Bertahun-tahun kemudian, ia kembali mendengar lantunan lagu yang sama dalam film Gie. "Kali itu versi Bing Slamet dengan aransemen Jack Lemmers," tuturnya. Tomi langsung terobsesi.
Menurutnya, melodi Genjer-genjerseperti lagu anak-anak dan mudah diingat. Pola rima serta paduan lirik dan lagunya, bagi Tomi, menunjukkan Genjer-genjer karya maestro. Ia lantas mempelajari sejarah di balik lagunya.

Tomi pun tahu, lagu itu mengisahkan proses memanen sampai memakan tanaman genjer. Itu sejenis rumput liar yang biasanya dianggap pengganggu pada masa penjajahan Jepang, lantaran rakyat Indonesia sangat kesulitan.

Lagu itu sejatinya tidak ada kaitan dengan PKI. Plesetan menjadi Jenderal-jenderalsebagaimana yang pernah diterbitkan di Harian KAMI usai peristiwa G30S, menurut Tomi, disebabkan kepolosan dan kenetralan lagu yang sudah diciptakan sejak sekitar 1953 itu.

Merasa lagu itu mewakili Indonesia, ia pun memutuskan membawakannya di Jerman. 
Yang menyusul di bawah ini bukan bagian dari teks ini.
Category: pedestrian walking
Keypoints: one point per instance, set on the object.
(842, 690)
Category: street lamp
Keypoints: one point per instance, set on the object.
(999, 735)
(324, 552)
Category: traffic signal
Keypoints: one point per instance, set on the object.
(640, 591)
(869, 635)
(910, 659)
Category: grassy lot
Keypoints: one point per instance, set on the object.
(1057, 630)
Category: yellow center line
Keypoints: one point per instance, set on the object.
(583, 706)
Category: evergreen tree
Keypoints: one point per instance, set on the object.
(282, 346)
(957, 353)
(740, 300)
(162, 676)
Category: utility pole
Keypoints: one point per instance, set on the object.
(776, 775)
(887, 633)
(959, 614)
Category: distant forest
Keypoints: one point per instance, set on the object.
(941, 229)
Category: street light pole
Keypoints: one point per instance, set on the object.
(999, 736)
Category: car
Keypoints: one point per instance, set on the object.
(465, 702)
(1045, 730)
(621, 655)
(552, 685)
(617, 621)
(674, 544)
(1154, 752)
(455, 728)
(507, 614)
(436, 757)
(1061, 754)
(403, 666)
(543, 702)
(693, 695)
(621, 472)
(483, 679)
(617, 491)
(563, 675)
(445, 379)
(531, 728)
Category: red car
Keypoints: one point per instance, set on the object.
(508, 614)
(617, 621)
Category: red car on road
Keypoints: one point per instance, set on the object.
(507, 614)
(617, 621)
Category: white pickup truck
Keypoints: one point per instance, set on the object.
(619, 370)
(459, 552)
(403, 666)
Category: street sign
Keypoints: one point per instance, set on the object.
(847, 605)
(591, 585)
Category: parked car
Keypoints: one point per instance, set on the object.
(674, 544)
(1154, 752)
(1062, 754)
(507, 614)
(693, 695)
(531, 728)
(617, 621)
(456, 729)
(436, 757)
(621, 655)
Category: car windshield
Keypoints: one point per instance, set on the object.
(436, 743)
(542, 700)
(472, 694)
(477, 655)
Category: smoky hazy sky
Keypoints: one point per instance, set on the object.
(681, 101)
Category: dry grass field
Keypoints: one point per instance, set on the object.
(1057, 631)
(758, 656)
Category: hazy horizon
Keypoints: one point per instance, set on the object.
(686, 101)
"Saat itu hampir tidak ada orang yang kenal, apalagi mempermasalahkan," kata Tomi. Respons para pendengarnya justru sangat positif. Jadi banyak yang tertarik sejarah Indonesia.
"Apalagi setelah saya mempelajari sejarahnya dan membiasakan diri bercerita di antara bait-baitnya," Tomi melanjutkan. Sejauh ini, tidak ada yang mengaitkan lagu itu dengan PKI. Kalau pun ada, mereka lanjut dengan diskusi.
Bukan hanya penonton awam, rekan-rekan musisi Tomi di Jerman pun banyak yang tersentuh oleh Genjer-genjer dan kisah di baliknya. Sebagian akhirnya sadar betapa besar makna lagu itu untuk Indonesia, terutama perkara sejarahnya.